Private citizens can be awarded $10,000 for suing and their legal fees and expenses could be paid for.

Pitman said the "state chose to deputize them" and pointed to the "absurdity and perversity of a law that incentivizes people who do not disagree with abortion care to sue abortion providers to make a quick buck."

SB 8 also allows anyone suspected of "aiding and abetting" an individual who chooses to receive an abortion to be sued. Any person who helps pay for an abortion, drives someone to the facility or works in an abortion clinic can be taken to court under the law.

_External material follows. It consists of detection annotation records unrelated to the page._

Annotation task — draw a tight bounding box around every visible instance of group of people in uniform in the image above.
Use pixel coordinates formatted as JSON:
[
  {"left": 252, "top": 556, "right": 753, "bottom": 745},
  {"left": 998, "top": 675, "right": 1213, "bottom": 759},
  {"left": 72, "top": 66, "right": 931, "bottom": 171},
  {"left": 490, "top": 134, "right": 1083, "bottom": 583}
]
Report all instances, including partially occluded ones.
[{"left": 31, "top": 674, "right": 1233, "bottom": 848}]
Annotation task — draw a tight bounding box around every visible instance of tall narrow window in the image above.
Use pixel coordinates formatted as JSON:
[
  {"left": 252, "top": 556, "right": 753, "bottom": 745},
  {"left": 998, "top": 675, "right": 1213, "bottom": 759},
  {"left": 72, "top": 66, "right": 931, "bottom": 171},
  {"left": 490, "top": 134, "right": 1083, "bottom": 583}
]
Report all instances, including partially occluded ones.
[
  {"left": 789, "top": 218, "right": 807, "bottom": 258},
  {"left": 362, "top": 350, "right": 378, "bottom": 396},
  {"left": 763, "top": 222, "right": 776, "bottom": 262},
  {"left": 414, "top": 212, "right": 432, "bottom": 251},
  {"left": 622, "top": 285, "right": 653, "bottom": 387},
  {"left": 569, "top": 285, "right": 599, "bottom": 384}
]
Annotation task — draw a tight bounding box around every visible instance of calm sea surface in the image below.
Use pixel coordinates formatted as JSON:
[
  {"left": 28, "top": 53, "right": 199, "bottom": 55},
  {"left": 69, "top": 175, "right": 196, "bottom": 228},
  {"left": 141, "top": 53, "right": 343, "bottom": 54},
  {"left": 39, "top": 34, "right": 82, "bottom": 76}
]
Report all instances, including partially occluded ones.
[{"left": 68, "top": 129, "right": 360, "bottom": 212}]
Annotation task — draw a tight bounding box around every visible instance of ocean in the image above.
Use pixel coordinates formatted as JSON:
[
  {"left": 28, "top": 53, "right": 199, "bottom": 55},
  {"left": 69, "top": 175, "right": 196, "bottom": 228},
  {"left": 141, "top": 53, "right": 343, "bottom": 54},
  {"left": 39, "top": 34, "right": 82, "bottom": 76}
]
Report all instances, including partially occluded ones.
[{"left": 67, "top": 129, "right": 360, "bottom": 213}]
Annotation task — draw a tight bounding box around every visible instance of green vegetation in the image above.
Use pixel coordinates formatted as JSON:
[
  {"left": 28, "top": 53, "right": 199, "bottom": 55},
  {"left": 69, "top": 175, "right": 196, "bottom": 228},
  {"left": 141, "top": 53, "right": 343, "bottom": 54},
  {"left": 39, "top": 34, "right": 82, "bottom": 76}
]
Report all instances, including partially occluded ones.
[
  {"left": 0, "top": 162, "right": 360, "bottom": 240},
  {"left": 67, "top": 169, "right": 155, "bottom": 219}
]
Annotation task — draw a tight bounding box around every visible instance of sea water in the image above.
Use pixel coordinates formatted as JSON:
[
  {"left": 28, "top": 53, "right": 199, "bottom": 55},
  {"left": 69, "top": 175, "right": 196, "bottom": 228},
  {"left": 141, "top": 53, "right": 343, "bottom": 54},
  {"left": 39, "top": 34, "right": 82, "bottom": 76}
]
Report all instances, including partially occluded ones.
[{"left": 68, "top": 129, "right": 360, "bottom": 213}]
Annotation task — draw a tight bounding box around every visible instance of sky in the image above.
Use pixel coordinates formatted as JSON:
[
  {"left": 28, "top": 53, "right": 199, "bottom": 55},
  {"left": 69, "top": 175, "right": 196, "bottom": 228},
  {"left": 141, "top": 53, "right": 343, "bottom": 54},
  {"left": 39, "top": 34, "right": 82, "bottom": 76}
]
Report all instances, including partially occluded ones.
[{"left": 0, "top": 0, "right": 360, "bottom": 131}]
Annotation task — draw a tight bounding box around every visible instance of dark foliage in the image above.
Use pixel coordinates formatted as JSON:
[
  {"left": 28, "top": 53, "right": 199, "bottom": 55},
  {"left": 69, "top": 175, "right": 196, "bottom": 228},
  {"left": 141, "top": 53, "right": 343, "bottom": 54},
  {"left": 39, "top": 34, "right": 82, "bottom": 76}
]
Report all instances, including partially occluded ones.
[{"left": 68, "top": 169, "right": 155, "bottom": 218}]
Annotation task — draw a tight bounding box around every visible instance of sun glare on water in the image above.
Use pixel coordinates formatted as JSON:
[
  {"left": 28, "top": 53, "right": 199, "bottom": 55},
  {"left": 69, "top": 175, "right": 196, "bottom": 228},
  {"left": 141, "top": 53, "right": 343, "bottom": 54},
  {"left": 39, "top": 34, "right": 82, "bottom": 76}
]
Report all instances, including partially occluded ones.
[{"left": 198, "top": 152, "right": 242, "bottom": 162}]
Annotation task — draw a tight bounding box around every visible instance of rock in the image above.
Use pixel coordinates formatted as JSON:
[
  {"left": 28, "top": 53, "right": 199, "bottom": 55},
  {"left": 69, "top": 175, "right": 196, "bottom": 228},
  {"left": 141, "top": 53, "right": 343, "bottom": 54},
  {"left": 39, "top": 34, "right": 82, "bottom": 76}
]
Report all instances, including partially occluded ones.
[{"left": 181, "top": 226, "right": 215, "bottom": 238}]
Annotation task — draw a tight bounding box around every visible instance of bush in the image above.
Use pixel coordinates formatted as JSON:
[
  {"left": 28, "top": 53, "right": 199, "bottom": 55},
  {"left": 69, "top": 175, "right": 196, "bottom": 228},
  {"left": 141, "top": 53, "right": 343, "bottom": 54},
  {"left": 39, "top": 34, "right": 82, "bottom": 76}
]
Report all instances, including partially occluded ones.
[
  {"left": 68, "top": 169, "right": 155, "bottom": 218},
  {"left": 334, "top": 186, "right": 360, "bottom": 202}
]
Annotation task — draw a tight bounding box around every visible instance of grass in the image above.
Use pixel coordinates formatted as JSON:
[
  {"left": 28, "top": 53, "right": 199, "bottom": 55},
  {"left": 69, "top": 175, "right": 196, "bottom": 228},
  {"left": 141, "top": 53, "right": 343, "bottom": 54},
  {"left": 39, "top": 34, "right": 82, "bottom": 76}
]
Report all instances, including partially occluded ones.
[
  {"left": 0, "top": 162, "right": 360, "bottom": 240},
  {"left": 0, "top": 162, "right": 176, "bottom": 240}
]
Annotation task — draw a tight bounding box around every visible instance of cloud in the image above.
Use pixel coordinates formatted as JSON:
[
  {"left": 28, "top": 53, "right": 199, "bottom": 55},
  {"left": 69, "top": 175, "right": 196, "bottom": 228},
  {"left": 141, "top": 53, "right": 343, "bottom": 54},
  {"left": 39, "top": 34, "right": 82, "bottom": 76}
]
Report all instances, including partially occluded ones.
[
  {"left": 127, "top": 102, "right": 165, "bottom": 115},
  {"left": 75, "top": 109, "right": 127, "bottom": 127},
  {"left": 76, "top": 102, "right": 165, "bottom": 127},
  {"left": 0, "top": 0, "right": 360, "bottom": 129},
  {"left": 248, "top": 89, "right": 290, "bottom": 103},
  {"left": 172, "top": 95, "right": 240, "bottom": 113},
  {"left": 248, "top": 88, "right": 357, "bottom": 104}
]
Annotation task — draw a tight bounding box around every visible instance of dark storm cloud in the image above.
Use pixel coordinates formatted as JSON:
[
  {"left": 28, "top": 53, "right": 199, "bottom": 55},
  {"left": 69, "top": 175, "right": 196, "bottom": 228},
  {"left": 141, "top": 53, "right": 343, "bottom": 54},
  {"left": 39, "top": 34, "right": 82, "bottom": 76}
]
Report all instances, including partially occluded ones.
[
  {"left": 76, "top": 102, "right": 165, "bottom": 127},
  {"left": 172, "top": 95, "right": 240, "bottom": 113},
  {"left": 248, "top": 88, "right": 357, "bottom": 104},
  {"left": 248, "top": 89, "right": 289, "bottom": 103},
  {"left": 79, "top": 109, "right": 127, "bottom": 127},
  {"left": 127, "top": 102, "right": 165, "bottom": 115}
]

There is no exception for abortion under the law in cases of rape or incest, but SB 8 does provide an exemption for "medical emergencies."

Pitman, an Obama appointee, previously denied the U.S. Department of Justice's (DOJ) motion for an expedited briefing last month. It prevented the hearing from being rescheduled sooner and allowed the controversial law to stay in place.

The judge faced criticism from supporters of the medical procedure for the ruling at the time, but CNN legal analyst Steve Vladeck said Pitman seemed to be going by the book.

"The Court of Appeals already cut off his effort to hold a similar hearing in the challenge to SB 8 brought by Texas abortion providers," Vladeck said. "By not issuing a temporary restraining order here, he's effectively preventing Texas from asking the Court of Appeals to also block this hearing before it happens."

The restrictive law was signed in May by Republican Gov. Greg Abbott and prohibits abortions once cardiac activity, around six weeks, is detected—which is before most women know they're pregnant. It went into effect on September 1.